Thursday, June 15, 2006

Olympianise IPR Enforcement

Singapore's TODAYOnline run an AFP story about whether Beijing markets still sell fake products, a day after some landlords of those markets had signed a memorandum of agreement with 23 luxury companies that they would not sell fake versions of their products.

The unnamed journalist visited three Beijing markets:

Silk Alley Market (I think the journalist means Silk Alley Plaza (or Silk Street Plaza), since Silk Alley Market has been closed down)
The landlord of this market, Xiushui Haosen Clothing Company, has signed the memorandum of understanding with 23 luxury companies see here (and here about Lacoste suing the landlord). According to a sales assistent in the market, there are 'regulations' about which brands you cannot sell. "All the big names like LV or Prada, are not allowed." It is not clear which regulations the sales assistent means. Is he talking about a list of 48 frequently copied famous foreign trademarks, including Prada, Chanel and Burberry, that the Beijing government provides special protection for, see here, or about the memorandum of understanding and Louis Vuitton and Prada that are part of the list of 23 luxury companies? The market is "more frequently inspected" for these brands. When they find such brands, they are confiscated and the seller fined. The journalist calles this "embryonic signs of vigilance in Silk Alley Market." However, fake versions of other brands, such as Ralph Lauren are freely sold. They are probably not on the list of 48 famous trademarks or 23 luxury companies (?).

Allien's Street
Knock-offs of brands such as Gucci and Luis Vuitton, catered to Russians and Malaysians, who buy these counterfeit products whole sale. I don't know if the landlord of this market signed the memorandum of understanding.

Chaowai Men market
Counterfeit Burberry, Chanel, Gucci, Luis Vuitton products are sold. I don't know if the landlord of this market signed the memorandum of understanding.

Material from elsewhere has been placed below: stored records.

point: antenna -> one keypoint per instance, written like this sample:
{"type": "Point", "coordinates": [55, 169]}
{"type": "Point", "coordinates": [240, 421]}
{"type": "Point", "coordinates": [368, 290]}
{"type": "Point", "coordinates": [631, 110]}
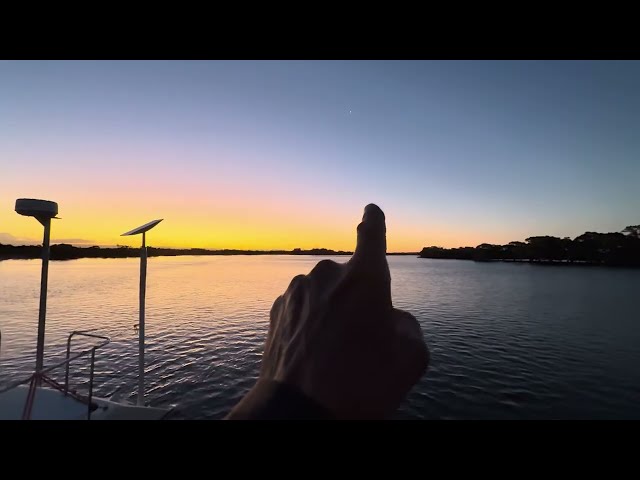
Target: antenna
{"type": "Point", "coordinates": [143, 290]}
{"type": "Point", "coordinates": [43, 211]}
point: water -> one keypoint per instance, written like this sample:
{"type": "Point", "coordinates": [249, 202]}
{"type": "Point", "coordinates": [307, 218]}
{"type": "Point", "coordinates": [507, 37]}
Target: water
{"type": "Point", "coordinates": [508, 341]}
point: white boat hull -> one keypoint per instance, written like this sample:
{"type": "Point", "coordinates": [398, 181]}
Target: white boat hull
{"type": "Point", "coordinates": [50, 404]}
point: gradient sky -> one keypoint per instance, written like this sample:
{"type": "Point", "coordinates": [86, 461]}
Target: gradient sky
{"type": "Point", "coordinates": [282, 154]}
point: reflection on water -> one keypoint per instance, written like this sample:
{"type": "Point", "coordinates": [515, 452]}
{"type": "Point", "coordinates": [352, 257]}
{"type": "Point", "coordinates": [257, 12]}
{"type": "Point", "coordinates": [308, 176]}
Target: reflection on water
{"type": "Point", "coordinates": [507, 341]}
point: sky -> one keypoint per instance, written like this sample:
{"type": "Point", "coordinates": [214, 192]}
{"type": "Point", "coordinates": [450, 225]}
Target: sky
{"type": "Point", "coordinates": [286, 154]}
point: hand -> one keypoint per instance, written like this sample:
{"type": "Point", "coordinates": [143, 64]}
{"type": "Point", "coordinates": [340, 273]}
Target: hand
{"type": "Point", "coordinates": [335, 336]}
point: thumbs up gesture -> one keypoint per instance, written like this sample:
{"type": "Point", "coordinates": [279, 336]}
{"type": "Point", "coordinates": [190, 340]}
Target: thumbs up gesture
{"type": "Point", "coordinates": [335, 337]}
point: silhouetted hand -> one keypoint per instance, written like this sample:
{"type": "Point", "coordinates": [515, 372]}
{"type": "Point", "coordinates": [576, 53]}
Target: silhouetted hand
{"type": "Point", "coordinates": [335, 336]}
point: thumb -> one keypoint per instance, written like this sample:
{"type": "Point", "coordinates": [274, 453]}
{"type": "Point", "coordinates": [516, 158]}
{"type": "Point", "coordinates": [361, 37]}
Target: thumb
{"type": "Point", "coordinates": [371, 248]}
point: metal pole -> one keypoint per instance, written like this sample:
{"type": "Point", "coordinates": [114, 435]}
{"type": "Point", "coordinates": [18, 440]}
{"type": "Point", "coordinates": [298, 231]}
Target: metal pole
{"type": "Point", "coordinates": [43, 294]}
{"type": "Point", "coordinates": [143, 288]}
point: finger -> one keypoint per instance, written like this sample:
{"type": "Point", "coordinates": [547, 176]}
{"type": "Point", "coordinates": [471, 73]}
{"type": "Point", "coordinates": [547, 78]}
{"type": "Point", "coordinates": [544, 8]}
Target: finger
{"type": "Point", "coordinates": [325, 274]}
{"type": "Point", "coordinates": [371, 247]}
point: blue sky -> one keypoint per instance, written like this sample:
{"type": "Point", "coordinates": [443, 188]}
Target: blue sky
{"type": "Point", "coordinates": [456, 153]}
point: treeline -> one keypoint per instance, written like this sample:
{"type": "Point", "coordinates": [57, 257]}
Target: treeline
{"type": "Point", "coordinates": [615, 249]}
{"type": "Point", "coordinates": [65, 251]}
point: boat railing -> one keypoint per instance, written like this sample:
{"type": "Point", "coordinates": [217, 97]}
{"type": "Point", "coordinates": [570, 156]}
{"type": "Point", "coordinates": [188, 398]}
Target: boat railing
{"type": "Point", "coordinates": [39, 377]}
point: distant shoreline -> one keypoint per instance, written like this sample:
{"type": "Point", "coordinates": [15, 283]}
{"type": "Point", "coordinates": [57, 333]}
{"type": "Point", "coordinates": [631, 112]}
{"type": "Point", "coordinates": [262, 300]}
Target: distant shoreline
{"type": "Point", "coordinates": [69, 252]}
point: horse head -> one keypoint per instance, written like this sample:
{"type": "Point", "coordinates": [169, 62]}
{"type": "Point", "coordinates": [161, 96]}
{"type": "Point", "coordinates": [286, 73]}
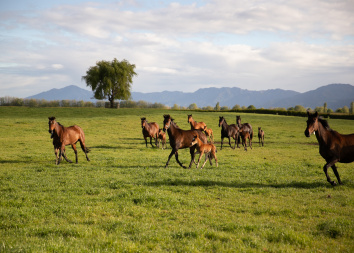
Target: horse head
{"type": "Point", "coordinates": [312, 123]}
{"type": "Point", "coordinates": [238, 120]}
{"type": "Point", "coordinates": [189, 118]}
{"type": "Point", "coordinates": [143, 122]}
{"type": "Point", "coordinates": [51, 124]}
{"type": "Point", "coordinates": [221, 120]}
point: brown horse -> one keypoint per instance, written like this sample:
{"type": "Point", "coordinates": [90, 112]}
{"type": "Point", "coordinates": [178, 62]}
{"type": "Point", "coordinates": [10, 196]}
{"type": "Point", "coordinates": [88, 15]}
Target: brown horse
{"type": "Point", "coordinates": [180, 139]}
{"type": "Point", "coordinates": [334, 147]}
{"type": "Point", "coordinates": [244, 136]}
{"type": "Point", "coordinates": [150, 130]}
{"type": "Point", "coordinates": [196, 125]}
{"type": "Point", "coordinates": [162, 138]}
{"type": "Point", "coordinates": [209, 132]}
{"type": "Point", "coordinates": [246, 127]}
{"type": "Point", "coordinates": [205, 148]}
{"type": "Point", "coordinates": [228, 131]}
{"type": "Point", "coordinates": [63, 136]}
{"type": "Point", "coordinates": [260, 136]}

Notice that no seller dares to sell Beijing 2008 Olympic merchandise, without any landlord signing any memorandum of understanding in advance. Geoffrey Fowler of the Wall Street Journal wrote in 2005: "The government made the logo an official priority in 2002, passing a national law exclusively to defend the intellectual-property rights of Olympic symbols. That law technically just collects existing laws in one place, applying them to Olympic logos for all levels of government." This either has facilitated enforcement significantly for administrative authorities or the fines and even imprisonment has enough deterrent effect on market sellers, or both.

Read AFP's story here.
The governement should apply the experience of the enforcement of the trademark of the Olympic Games to other trademarks and take heed to the Olympic motto: higher, faster, stronger.